Transitions and loops

Workflows route based on Step outcome.

That makes patterns like this first-class:

Plan -> Code -> Lint -> Review -> Done

with loops:

Lint found issues -> Code
Review found issues -> Code

A concrete routing example looks like this:

Lint.pass -> Review
Lint.issues -> Code
Lint.fail -> blocked
Review.pass -> Done
Review.issues -> Code

This is one of the most important parts of the model. It lets Surf encode real engineering process instead of pretending every Run is a straight line.

Bounded loops

Every loop has a limit.

Examples:

max 2 review loops
max 3 fix attempts after checks fail

If the limit is exceeded, the Run moves to a clear terminal path such as:

blocked
approval
human review

Human in the loop

Human input is a first-class part of the Run model. It does not force Surf to rerun the entire Workflow by default.

It can happen through:

a planned Human Gate
an earlier approval point such as after Plan
an answer to a clarifying question
feedback on a paused or completed Step

That input can then:

move the Run forward through an approval
resume the current Step with clarifying input
route back to a Workflow-defined target Step when changes are requested
route to an earlier planning Step when the scope changes

Human messages during a running agent step are treated as instructions to keep working while steering the current Step’s behavior.

When a Step returns blocked because it needs human input, the Run pauses in an awaiting-input state until that input arrives.

Step invalidation and resume

When a Run moves backward, Surf invalidates the affected tail of the Workflow rather than blindly rerunning everything.

The general model is simple: feedback or a failed gate selects a target Step, that Step becomes the resume point, all downstream Steps are invalidated and rerun, and all earlier unaffected Steps remain valid. A Human Gate can route back to Code or Plan, a Review Step can route to a dedicated remediation Step, and an answer to a clarifying question can simply resume Clarify. This gives teams control without making the engine unpredictable.

Artifacts and handoffs

Each Step can leave behind structured Artifacts for later Steps.

Examples:

a plan with touched areas and risks
a list of lint failures
a structured review with findings
a summary of browser verification
a note explaining why the Run is blocked

Artifacts matter because later Steps do not have to reconstruct everything from scratch.

This also makes the Workflow more observable for humans.

Workflow Builder

Workflows are composed in a dedicated platform surface.

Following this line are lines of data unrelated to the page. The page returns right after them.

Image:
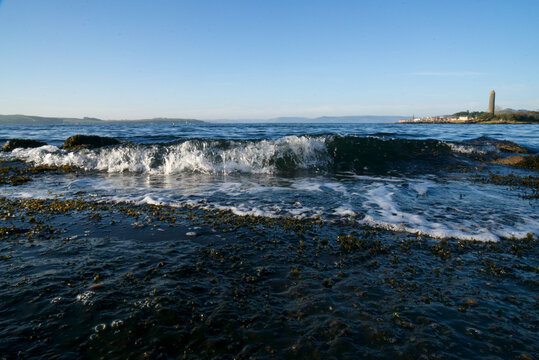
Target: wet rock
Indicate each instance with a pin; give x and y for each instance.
(510, 147)
(527, 162)
(21, 143)
(77, 142)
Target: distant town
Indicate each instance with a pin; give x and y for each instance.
(491, 116)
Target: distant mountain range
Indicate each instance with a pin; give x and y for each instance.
(40, 120)
(320, 120)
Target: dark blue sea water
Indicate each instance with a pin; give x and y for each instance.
(268, 241)
(392, 176)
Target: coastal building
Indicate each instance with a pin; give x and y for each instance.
(491, 102)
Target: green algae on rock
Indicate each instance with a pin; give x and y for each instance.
(77, 142)
(21, 143)
(526, 162)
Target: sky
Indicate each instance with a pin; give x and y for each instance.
(131, 59)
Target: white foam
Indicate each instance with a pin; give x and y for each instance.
(209, 156)
(464, 149)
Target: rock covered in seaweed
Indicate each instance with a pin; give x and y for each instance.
(526, 162)
(510, 147)
(77, 142)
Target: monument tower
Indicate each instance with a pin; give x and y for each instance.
(491, 102)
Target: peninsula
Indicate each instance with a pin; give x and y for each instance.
(507, 116)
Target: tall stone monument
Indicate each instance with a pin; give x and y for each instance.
(491, 102)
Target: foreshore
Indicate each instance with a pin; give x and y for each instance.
(119, 280)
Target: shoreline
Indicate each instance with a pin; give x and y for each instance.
(138, 273)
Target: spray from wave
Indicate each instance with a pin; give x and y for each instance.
(285, 155)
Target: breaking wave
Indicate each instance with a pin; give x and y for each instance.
(362, 155)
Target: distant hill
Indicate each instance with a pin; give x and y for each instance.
(40, 120)
(338, 119)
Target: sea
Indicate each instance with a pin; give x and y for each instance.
(401, 177)
(270, 241)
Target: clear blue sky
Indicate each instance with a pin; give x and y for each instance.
(117, 59)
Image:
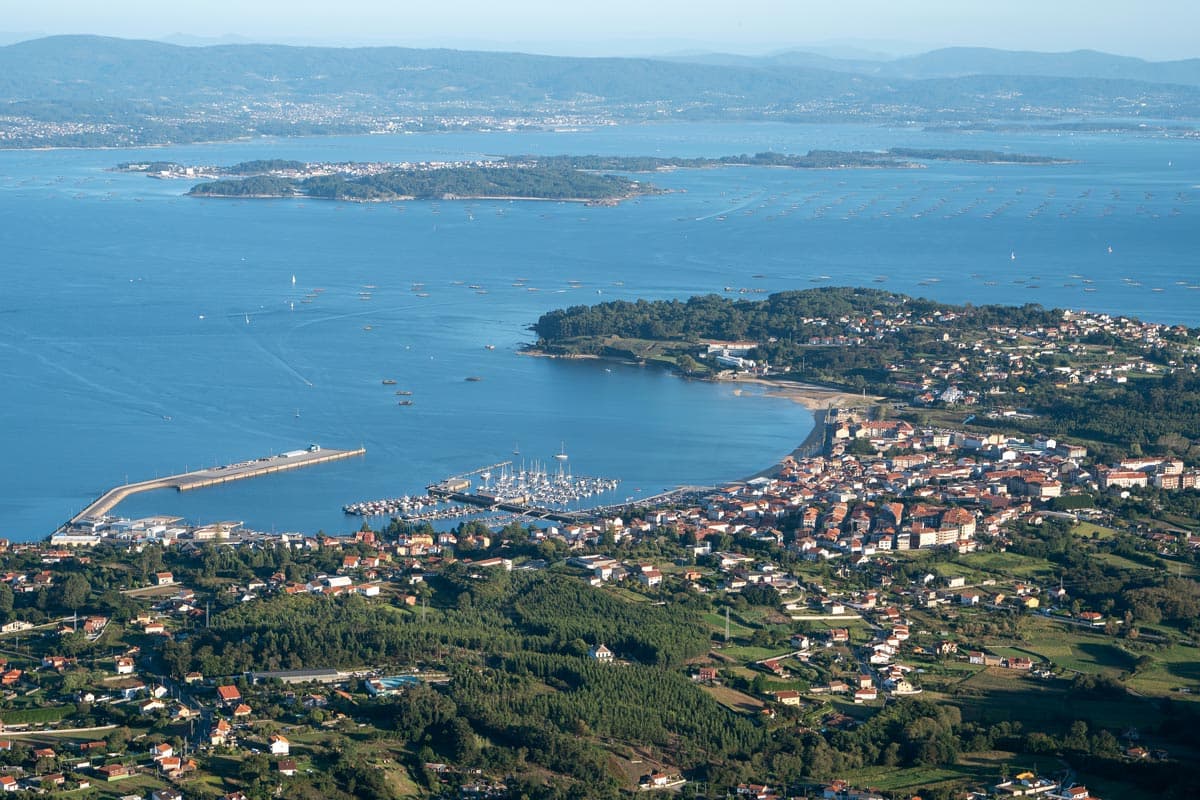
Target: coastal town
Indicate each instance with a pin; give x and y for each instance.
(825, 606)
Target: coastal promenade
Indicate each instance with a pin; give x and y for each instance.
(214, 476)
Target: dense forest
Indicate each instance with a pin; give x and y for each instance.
(1155, 414)
(450, 182)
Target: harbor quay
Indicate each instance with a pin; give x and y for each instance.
(199, 479)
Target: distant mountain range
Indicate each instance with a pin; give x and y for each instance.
(959, 61)
(99, 90)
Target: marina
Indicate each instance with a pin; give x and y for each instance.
(531, 491)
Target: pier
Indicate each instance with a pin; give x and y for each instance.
(214, 476)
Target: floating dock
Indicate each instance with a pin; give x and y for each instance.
(214, 476)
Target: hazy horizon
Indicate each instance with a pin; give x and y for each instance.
(1155, 30)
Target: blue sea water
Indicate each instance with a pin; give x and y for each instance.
(143, 332)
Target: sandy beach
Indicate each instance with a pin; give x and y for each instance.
(810, 396)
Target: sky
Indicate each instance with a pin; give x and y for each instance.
(1151, 29)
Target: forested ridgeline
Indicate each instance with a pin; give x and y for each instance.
(527, 182)
(885, 343)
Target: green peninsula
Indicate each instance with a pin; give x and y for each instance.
(1111, 382)
(588, 179)
(425, 182)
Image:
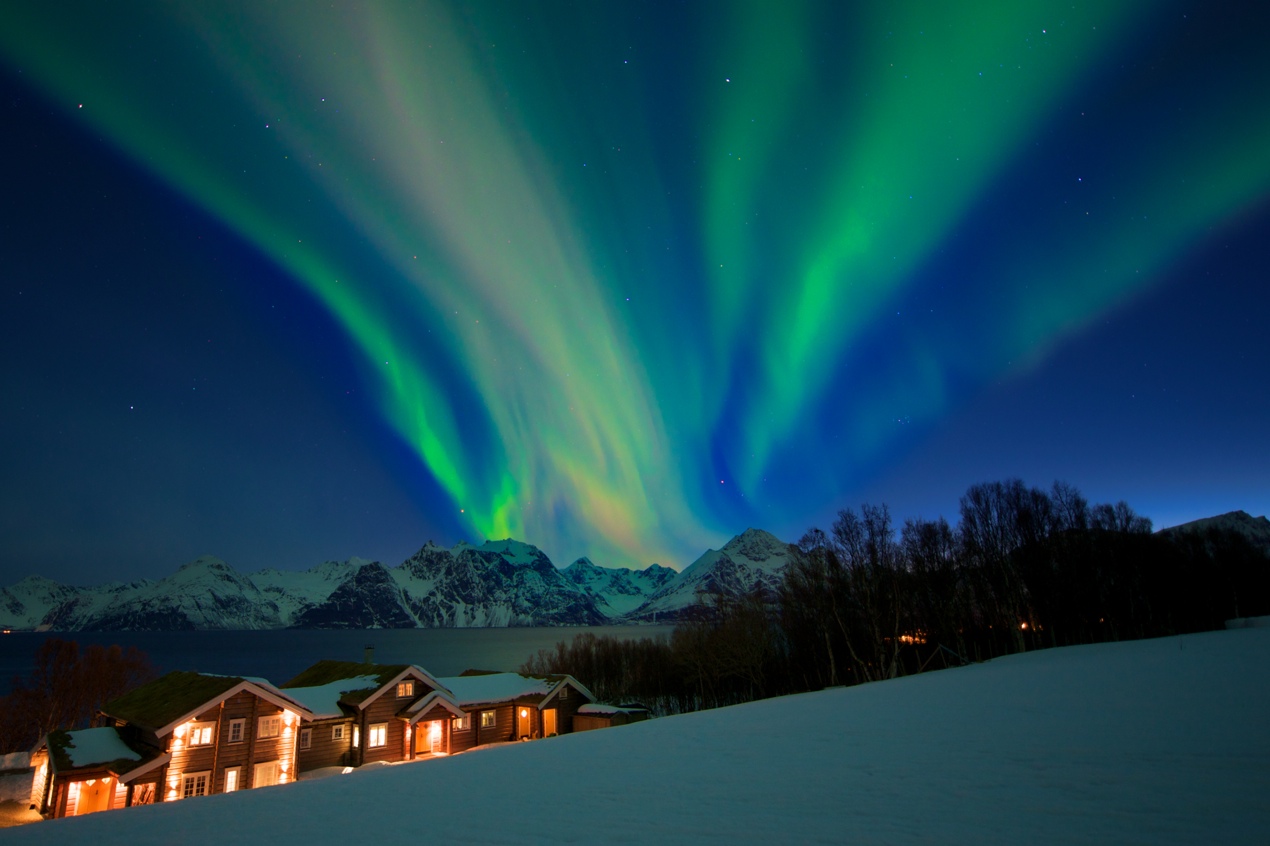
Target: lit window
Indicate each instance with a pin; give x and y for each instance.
(194, 784)
(266, 775)
(379, 736)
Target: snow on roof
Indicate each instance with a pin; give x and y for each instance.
(494, 687)
(323, 700)
(14, 761)
(97, 746)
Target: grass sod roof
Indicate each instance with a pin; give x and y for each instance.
(165, 699)
(325, 672)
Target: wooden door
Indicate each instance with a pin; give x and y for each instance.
(434, 741)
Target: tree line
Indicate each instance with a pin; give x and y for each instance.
(66, 689)
(1024, 569)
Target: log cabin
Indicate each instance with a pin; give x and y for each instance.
(186, 734)
(499, 708)
(366, 713)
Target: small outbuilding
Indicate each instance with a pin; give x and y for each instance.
(594, 715)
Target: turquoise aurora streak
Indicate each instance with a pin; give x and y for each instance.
(608, 287)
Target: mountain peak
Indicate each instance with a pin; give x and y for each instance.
(205, 563)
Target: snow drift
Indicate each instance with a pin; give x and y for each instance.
(1149, 742)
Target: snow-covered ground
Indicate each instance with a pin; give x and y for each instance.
(1149, 742)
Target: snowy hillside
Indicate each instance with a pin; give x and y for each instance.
(1147, 742)
(753, 559)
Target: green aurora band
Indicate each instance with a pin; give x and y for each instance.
(577, 352)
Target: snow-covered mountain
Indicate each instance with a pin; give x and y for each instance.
(1255, 529)
(751, 560)
(617, 591)
(498, 583)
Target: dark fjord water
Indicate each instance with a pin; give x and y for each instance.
(281, 654)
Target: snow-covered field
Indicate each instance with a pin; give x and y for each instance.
(1149, 742)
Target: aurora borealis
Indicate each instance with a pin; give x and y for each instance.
(619, 280)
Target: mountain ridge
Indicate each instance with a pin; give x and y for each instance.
(495, 583)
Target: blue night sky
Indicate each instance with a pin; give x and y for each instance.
(290, 282)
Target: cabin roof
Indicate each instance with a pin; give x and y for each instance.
(327, 672)
(324, 700)
(172, 699)
(100, 748)
(165, 699)
(494, 687)
(475, 687)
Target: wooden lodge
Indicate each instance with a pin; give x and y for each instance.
(182, 736)
(365, 713)
(499, 708)
(192, 734)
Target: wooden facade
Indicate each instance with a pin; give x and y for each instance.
(189, 734)
(179, 737)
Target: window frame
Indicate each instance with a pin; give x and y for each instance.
(255, 774)
(191, 781)
(377, 732)
(206, 731)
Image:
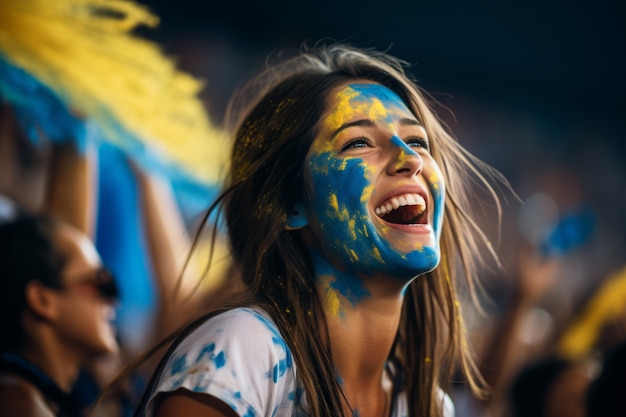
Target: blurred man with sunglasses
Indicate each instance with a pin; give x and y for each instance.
(56, 310)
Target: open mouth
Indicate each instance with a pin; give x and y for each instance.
(403, 209)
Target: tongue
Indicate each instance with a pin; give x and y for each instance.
(403, 215)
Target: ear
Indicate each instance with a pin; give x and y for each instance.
(297, 218)
(41, 300)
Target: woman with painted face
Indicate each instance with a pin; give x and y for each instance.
(348, 221)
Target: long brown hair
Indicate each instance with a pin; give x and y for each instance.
(275, 119)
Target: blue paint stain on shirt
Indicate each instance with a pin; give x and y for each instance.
(220, 360)
(206, 351)
(250, 412)
(283, 365)
(179, 365)
(296, 396)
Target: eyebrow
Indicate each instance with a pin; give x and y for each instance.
(405, 121)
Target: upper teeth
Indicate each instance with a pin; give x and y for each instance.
(400, 201)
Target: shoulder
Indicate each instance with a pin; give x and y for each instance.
(237, 356)
(239, 331)
(20, 398)
(239, 339)
(402, 405)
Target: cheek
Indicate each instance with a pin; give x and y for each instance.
(340, 189)
(436, 184)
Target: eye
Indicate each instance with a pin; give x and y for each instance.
(356, 143)
(417, 142)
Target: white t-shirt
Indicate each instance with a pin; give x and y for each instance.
(240, 357)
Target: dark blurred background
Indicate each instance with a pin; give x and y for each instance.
(536, 89)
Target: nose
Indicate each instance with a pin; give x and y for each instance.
(405, 160)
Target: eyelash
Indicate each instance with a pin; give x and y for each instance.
(421, 142)
(363, 142)
(352, 143)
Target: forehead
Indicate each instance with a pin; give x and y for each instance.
(368, 100)
(79, 249)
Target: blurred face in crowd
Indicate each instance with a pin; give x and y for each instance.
(86, 307)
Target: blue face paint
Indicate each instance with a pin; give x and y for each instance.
(364, 144)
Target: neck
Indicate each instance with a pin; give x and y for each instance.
(363, 315)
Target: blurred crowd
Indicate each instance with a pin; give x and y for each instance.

The Builder lets teams compose the core pieces of a Workflow in one place: Steps, Agent profiles, Checks, Human Gates, transitions, loop limits, and resume targets. It feels visual enough to understand the flow at a glance, but structured enough that configuring a Step still feels precise and fast.

Preview matters a lot here. The Builder makes it easy to understand what happens when a Step returns pass, issues, blocked, or fail, which Step becomes the resume point after feedback, and which parts of the Workflow rerun. It feels more like inspecting a state machine than sketching a diagram.

Templates are built in from the start. Most teams do not begin from a blank page. They start from a strong default such as Clarify -> Plan -> Code -> Check -> Human Gate -> Done, then adjust the flow to fit their own process.

Default workflow patterns

A few common patterns cover most teams.

Plan, implement, validate, review

Plan -> Code -> Review -> Done

This is a strong default shape for many repos.

Investigate, fix, validate

Investigate -> Code -> Review -> Done

Useful for bug reports and failures with unclear causes.

Why this matters

The point of Workflows is not just to make agents more rigid.

The point is to make them more trustworthy in real codebases by giving teams control over:

when agents are allowed to write
when deterministic checks run
when review happens
when a Run loops back
when a Run is blocked
which tools are available at each stage

This is a more reliable way to encode engineering process than long prompt files or static instructions alone.